COVID-19: 'Training to be provided' as teachers return to school on 25 May
Basic Education Minister Angie Motshekga announced on Tuesday night that schools, both public and private will reopen but only for grade 7s and 12s at this stage.
JOHANNESBURG - Several plans have to be put in place ahead of schools reopening next month including orientation training for teachers and pupils.
Basic Education Minister Angie Motshekga announced on Tuesday night that schools, both public and private, will reopen but only for grade 7s and 12s at this stage.
Teachers will start returning to school on 25 May to ensure everything is in place for when grade 7s and grade 12s return to class on 1 June.
Educators and pupils will also receive orientation training on what will become their new normal, which includes social distancing in the classroom and on the way to school, sanitising and wearing masks.
COVID-19 essentials, such as sanitisers, masks, water and sanitation are being delivered and schools will be thoroughly cleaned before the pupils arrive.
School sports will not be permitted as this is will increase the chance of infection so when class is dismissed, children must go home.
At most schools, it will be just the grade 7s and 12s who return to class, but some smaller schools will also be allowed to open.

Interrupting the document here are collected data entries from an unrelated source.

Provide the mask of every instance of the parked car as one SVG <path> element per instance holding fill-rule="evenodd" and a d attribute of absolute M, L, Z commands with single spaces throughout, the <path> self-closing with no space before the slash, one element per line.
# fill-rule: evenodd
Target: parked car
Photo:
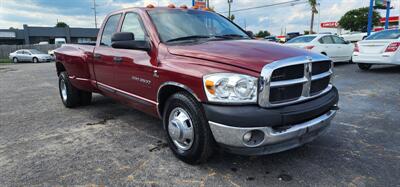
<path fill-rule="evenodd" d="M 372 34 L 356 44 L 353 62 L 362 70 L 374 64 L 400 65 L 400 30 L 385 30 Z"/>
<path fill-rule="evenodd" d="M 54 39 L 54 44 L 55 45 L 61 46 L 61 45 L 66 44 L 66 43 L 67 43 L 67 41 L 65 40 L 65 38 L 55 38 Z"/>
<path fill-rule="evenodd" d="M 345 41 L 355 43 L 355 42 L 364 40 L 367 37 L 367 33 L 366 32 L 349 32 L 349 33 L 340 35 L 340 37 L 343 38 L 343 40 L 345 40 Z"/>
<path fill-rule="evenodd" d="M 270 42 L 279 42 L 279 39 L 276 36 L 267 36 L 264 38 L 264 40 L 267 40 Z"/>
<path fill-rule="evenodd" d="M 286 42 L 285 45 L 326 55 L 333 62 L 350 62 L 354 51 L 354 44 L 332 34 L 299 36 Z"/>
<path fill-rule="evenodd" d="M 10 60 L 14 63 L 18 62 L 51 62 L 53 58 L 46 53 L 38 51 L 36 49 L 21 49 L 17 50 L 9 55 Z"/>
<path fill-rule="evenodd" d="M 286 34 L 286 42 L 290 41 L 291 39 L 296 38 L 298 36 L 301 36 L 300 32 L 288 32 Z"/>
<path fill-rule="evenodd" d="M 62 103 L 88 105 L 96 92 L 158 117 L 172 152 L 190 164 L 217 147 L 262 155 L 301 146 L 336 114 L 329 58 L 252 40 L 213 12 L 123 9 L 97 38 L 56 49 Z"/>

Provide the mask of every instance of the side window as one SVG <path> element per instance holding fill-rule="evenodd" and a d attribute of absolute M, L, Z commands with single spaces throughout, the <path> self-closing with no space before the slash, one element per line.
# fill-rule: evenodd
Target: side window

The Department of Education is also working on a plan for special schools as officials have realised they may need a different approach for these schools but have assured that they would be adequately provided for.
If parents want to keep their children at home, they can but they need to ensure that homeschooling is set up.
The revised school calendar will be gazetted soon.
Motshekga has also stressed the need for pupils and teachers to be safe and adequately resourced when they return to school.
WATCH: Grade 7 & 12 pupils can go back to school on 1 June
She said her department had suspended all other programmes to focus on addressing water and sanitation problems.
More than 3,000 schools around the country don’t have water supply and proper sanitation.
Motshekga said her department’s budget had been redirected to ensure those schools have water come 1 June: “We’ve had to suspend all other programmes such as renovations, building of new schools and focus strictly on water and sanitation.”
Motshekga said provinces have also indicated that they’ve begun receiving personal protective equipment such as temperature screenings, masks and sanitisers.
“There must be washing of hands, there must be sanitising, there must be spacing and there must be testing every day.”
She, however, said they have taken a decision to delay the delivery of health essentials to schools after some 1,700 institutions around the country were vandalised during the lockdown.